Molecular Analysis of Neuromuscular Diseases
Current Research Programmes
Development of an effective therapy for duchenne muscular dystophy (DMD)
Duchenne muscular dystrophy is the most common genetic form of muscular dystrophy affecting 1 in 5000 boys. Although the disease is known to be caused by the absence of the cytoskeletal protein, dystrophin; no effective treatment is yet approved.
Dystrophin-associated protein complex:
Dystrophin forms a vital link between the extracellular matrix and the internal actin cytoskeleton (see figure above) and it is absent, or present in very small amounts, in DMD patients. Any effective therapy has to replace the dystrophin-associated protein complex to reconstruct the vital link. Therapy for DMD is a challenge since the protein is large (427kD) and needs to be delivered to many muscle cells in the body for therapeutic effect. However, the field has reached an exciting phase where there are several strategies for therapy in clinical trials. Drugs for stop codon read through and exon skipping have been approved but their efficacy needs to be improved and is dependent on the mutation in the particular patient being treated (for review see Babbs et al, 2020). Gene therapy is showing great promise but this cannot be used if patients have antibodies against AAV and there is some toxicity associated with the high titres of virus used. We are taking an alternative approach to treatment through increasing the levels of a protein closely related to dystrophin, called utrophin, which can replace the missing dystrophin. The strategy will be applicable to all patients independent of their particular mutation.
We have demonstrated that over expression of utrophin in the mdx animal model of the disease prevents the muscle pathology in both skeletal and cardiac muscle. Our data suggest that up-regulation of utrophin would be an effective treatment. Furthermore, utrophin may only need to be increased 2-3 fold over the mdx mouse for therapeutic effect. We have set up mdx and human cell line screens for small molecules that increase utrophin and have shown that administration of these compounds systemically to the mdx mouse can prevent the pathology (for review see Babbs et al, 2020). An example of one of these compounds, SMT022357, is shown below where the imbalance of calcium homeostasis is corrected and staining of utrophin is increased and expressed along the entire length of the sarcolemma. This work was carried out in collaboration with Summit Therapeutics and our colleagues in the Department of Chemistry, Professors Steve Davies and Angela Russell. We developed non-invasive biomarkers for the disease so that we can monitor the effects of utrophin modulation therapy in both preclinical and clinical studies. We have recently demonstrated that developmental myosin is an excellent biomarker in muscle biopsies both for human trials and in preclinical studies in the mdx mouse.

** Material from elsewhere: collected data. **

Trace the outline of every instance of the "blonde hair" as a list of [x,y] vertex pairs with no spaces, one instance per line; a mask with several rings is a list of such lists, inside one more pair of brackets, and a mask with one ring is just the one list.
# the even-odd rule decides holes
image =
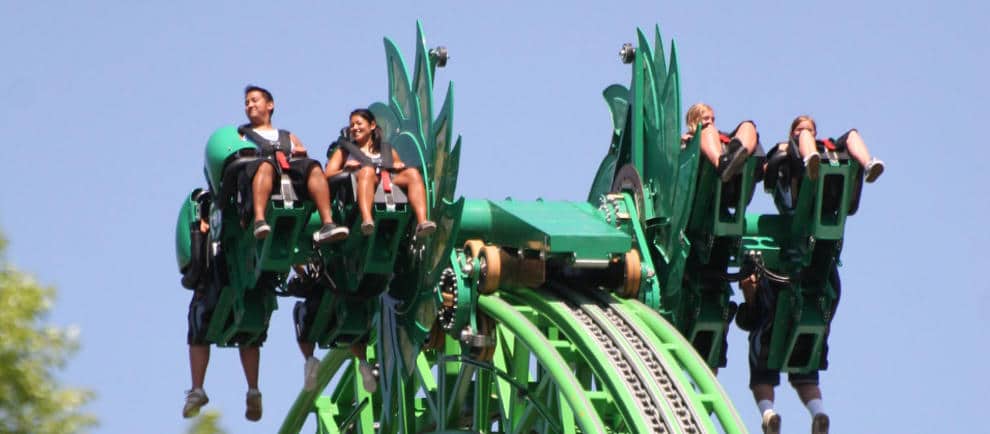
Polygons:
[[694,130],[698,128],[698,124],[701,122],[701,114],[704,110],[712,112],[712,116],[715,115],[715,109],[703,102],[695,103],[688,108],[687,115],[684,116],[684,121],[687,123],[688,133],[694,134]]
[[794,120],[791,122],[791,131],[787,134],[787,136],[788,137],[793,136],[794,135],[794,129],[797,128],[798,124],[800,124],[801,122],[804,122],[804,121],[811,122],[811,128],[815,130],[812,135],[813,136],[817,136],[818,135],[818,125],[815,124],[815,118],[813,118],[811,116],[808,116],[808,115],[801,115],[801,116],[798,116],[798,117],[794,118]]

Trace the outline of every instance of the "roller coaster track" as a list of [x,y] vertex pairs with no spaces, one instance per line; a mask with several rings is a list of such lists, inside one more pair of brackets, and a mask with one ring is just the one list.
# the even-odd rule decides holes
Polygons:
[[[345,367],[341,381],[329,397],[301,392],[280,432],[299,432],[311,412],[322,414],[321,433],[746,432],[700,356],[638,301],[564,287],[513,288],[480,297],[478,306],[496,322],[492,360],[469,351],[421,352],[418,377],[406,380],[419,389],[371,397],[359,390],[353,366],[342,364],[342,352],[331,352],[320,386]],[[387,421],[395,416],[382,414],[383,407],[422,411],[403,425]]]

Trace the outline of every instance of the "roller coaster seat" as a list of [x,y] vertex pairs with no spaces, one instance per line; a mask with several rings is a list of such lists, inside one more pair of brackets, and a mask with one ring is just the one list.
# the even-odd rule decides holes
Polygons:
[[702,263],[711,256],[712,244],[718,237],[741,237],[745,233],[746,207],[753,200],[756,183],[763,178],[766,154],[757,144],[738,175],[729,182],[719,179],[715,167],[705,158],[698,171],[698,187],[688,231],[695,235],[694,253]]
[[821,143],[824,152],[817,180],[804,176],[796,144],[771,148],[764,189],[773,194],[781,214],[794,216],[793,227],[818,239],[835,240],[842,238],[846,217],[859,208],[863,170],[844,148]]
[[[413,168],[413,170],[416,170]],[[360,233],[361,218],[357,206],[357,175],[354,172],[342,172],[328,179],[330,194],[333,198],[334,209],[343,214],[341,220],[351,228],[352,234]],[[361,246],[364,249],[359,267],[360,274],[375,273],[391,275],[398,254],[399,241],[406,233],[411,217],[409,199],[405,192],[391,183],[391,173],[381,171],[381,182],[375,189],[372,202],[372,213],[375,219],[375,232],[367,237],[368,243]],[[365,242],[365,237],[352,236],[346,242],[344,249],[358,248]],[[353,282],[352,291],[356,291],[357,282]]]

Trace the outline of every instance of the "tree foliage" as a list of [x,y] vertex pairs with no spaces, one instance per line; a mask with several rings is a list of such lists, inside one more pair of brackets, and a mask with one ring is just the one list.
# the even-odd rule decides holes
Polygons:
[[84,432],[93,392],[63,387],[55,372],[78,348],[79,331],[46,323],[55,289],[7,263],[0,237],[0,433]]
[[226,434],[220,427],[220,412],[207,410],[189,426],[189,434]]

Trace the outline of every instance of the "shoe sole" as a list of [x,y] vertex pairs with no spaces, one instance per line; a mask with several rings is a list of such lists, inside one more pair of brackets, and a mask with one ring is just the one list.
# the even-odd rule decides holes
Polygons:
[[828,422],[827,415],[815,416],[811,423],[812,434],[828,434]]
[[193,407],[189,407],[189,404],[186,404],[186,406],[182,408],[182,417],[183,418],[186,418],[186,419],[189,419],[189,418],[193,418],[193,417],[199,416],[199,410],[201,408],[203,408],[203,406],[205,406],[206,404],[209,404],[209,403],[210,403],[210,399],[209,398],[206,398],[203,402],[201,402],[201,403],[199,403],[199,404],[197,404],[197,405],[195,405]]
[[251,408],[251,406],[248,406],[247,410],[244,411],[244,418],[251,422],[261,420],[261,408]]
[[739,169],[742,168],[743,163],[746,162],[747,157],[749,157],[749,154],[746,153],[746,149],[740,147],[739,150],[736,151],[736,155],[732,156],[732,161],[729,162],[729,165],[725,168],[725,171],[722,172],[722,176],[720,177],[722,182],[729,182],[732,177],[736,176],[736,174],[739,173]]
[[437,231],[437,227],[435,225],[427,226],[425,228],[416,231],[416,238],[426,238],[430,235],[433,235],[433,233],[436,231]]
[[873,181],[876,181],[877,178],[879,178],[880,175],[882,174],[883,174],[883,165],[874,164],[873,167],[871,167],[870,170],[866,173],[866,182],[872,184]]
[[375,225],[370,225],[370,226],[361,225],[361,233],[364,234],[364,236],[368,236],[375,233]]
[[320,238],[319,232],[313,234],[313,241],[316,241],[318,244],[335,243],[337,241],[347,239],[347,236],[350,234],[351,231],[349,231],[347,228],[338,227],[330,231],[329,235],[322,238]]
[[767,426],[763,427],[764,434],[780,434],[780,415],[774,415],[767,421]]
[[265,226],[263,228],[255,229],[254,230],[254,238],[259,239],[259,240],[263,240],[263,239],[265,239],[265,238],[268,237],[268,234],[271,233],[271,231],[272,231],[272,229],[270,227],[268,227],[268,226]]

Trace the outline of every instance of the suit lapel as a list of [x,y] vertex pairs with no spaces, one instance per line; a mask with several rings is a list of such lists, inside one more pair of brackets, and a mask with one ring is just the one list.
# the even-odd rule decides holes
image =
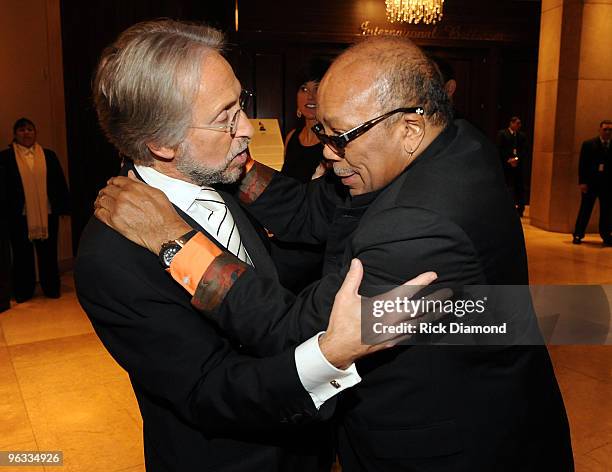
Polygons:
[[249,253],[257,272],[262,274],[276,274],[276,267],[274,266],[268,251],[261,242],[257,231],[253,227],[253,224],[249,221],[249,218],[244,213],[240,205],[229,193],[219,189],[217,189],[217,191],[221,194],[223,200],[225,200],[229,211],[234,217],[236,227],[238,228],[238,231],[240,231],[242,243]]

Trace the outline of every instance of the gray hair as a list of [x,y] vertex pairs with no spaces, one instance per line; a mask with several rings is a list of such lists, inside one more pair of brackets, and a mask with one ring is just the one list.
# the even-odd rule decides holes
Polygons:
[[176,148],[191,123],[205,54],[223,33],[173,20],[137,23],[102,53],[93,84],[98,121],[134,162],[151,165],[147,144]]
[[[351,46],[337,62],[367,62],[376,68],[373,79],[380,112],[422,106],[428,121],[444,126],[453,107],[436,64],[406,38],[376,36]],[[401,117],[387,120],[392,125]]]

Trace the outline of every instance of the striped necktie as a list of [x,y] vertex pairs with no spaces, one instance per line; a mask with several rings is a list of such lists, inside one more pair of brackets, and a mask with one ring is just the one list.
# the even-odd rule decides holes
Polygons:
[[208,212],[205,228],[229,252],[241,261],[253,265],[246,252],[236,222],[223,197],[212,188],[202,188],[196,203]]

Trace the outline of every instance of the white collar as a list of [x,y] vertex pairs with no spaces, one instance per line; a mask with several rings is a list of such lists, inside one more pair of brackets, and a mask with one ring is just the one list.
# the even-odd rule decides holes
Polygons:
[[209,188],[200,187],[199,185],[175,179],[174,177],[168,177],[153,169],[153,167],[145,167],[137,164],[135,164],[134,167],[146,184],[164,192],[168,200],[184,212],[187,212],[189,207],[193,205],[193,202],[198,198],[202,188]]
[[17,146],[17,148],[21,151],[22,154],[32,155],[32,156],[34,155],[34,147],[35,147],[35,145],[36,144],[34,144],[34,145],[30,146],[30,147],[25,147],[25,146],[22,146],[19,143],[13,143],[13,146]]

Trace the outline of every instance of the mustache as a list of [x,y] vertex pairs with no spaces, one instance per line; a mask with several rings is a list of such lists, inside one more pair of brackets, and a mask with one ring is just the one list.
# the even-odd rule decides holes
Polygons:
[[341,167],[334,164],[334,174],[336,174],[338,177],[344,177],[354,173],[355,171],[350,167]]
[[236,157],[238,154],[246,151],[249,147],[250,142],[250,138],[238,138],[238,142],[235,144],[236,151],[232,152],[233,157]]

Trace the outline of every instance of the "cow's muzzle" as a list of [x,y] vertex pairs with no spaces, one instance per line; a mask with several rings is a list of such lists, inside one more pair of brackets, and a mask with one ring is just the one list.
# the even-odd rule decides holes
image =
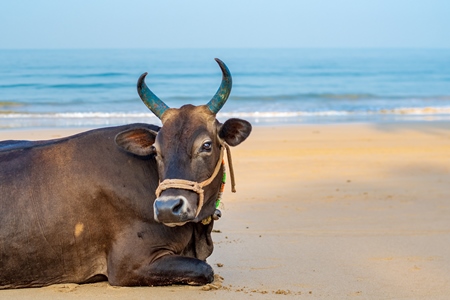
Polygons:
[[181,226],[195,218],[196,209],[190,207],[186,197],[162,196],[153,203],[155,221],[167,226]]

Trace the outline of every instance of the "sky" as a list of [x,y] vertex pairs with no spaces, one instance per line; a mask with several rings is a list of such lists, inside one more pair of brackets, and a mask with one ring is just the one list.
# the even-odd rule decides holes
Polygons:
[[61,48],[450,48],[450,1],[2,1],[0,49]]

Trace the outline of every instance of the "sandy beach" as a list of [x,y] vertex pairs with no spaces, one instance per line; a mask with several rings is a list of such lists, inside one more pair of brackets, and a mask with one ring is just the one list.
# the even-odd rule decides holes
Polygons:
[[237,193],[226,187],[215,225],[213,285],[67,284],[0,299],[448,299],[449,123],[255,126],[232,150]]

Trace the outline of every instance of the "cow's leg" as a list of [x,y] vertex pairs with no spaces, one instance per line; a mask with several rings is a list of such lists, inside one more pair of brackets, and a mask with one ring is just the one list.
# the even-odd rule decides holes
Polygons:
[[199,259],[167,255],[150,264],[134,266],[133,270],[113,272],[108,280],[111,285],[119,286],[202,285],[214,280],[214,271]]
[[192,225],[135,222],[122,230],[108,251],[111,285],[201,285],[213,281],[214,272],[205,261],[175,254],[191,240]]
[[163,256],[150,264],[148,269],[152,285],[176,283],[202,285],[214,280],[211,266],[192,257]]

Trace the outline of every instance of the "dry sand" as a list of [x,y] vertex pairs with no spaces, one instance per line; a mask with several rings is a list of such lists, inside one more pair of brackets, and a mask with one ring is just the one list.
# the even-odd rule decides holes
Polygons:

One of the lead compounds we developed with Summit Therapeutics which modulates the expression of utrophin is called ezutromid (SMT C1100). Summit Therapeutics successfully completed Phase I trials. In a Phase 2 trial initial data at 24 weeks looked promising with reduction in regenerating fibres in patient muscle biopsies as assessed by developmental myosin staining, but the data at 48 weeks showed this clinical benefit was no longer maintained. The trial was therefore terminated. Since then, we have investigated the reason why we initially observed positive effects which were not maintained. Our hypothesis was that ezutromid is rapidly metabolised thus preventing a sustainable effect. We have demonstrated that this is indeed the case. Furthermore, we have shown that ezutromid is an Aryl hydrocarbon receptor (AhR) antagonist which prevents AhR translocating into the nucleus (Wilkinson et al, 2020). In collaboration with Professor Russell’s group we have shown that other AhR antagonists increase utrophin levels in vitro and we are currently screening these molecules for utrophin modulation effects in vivo.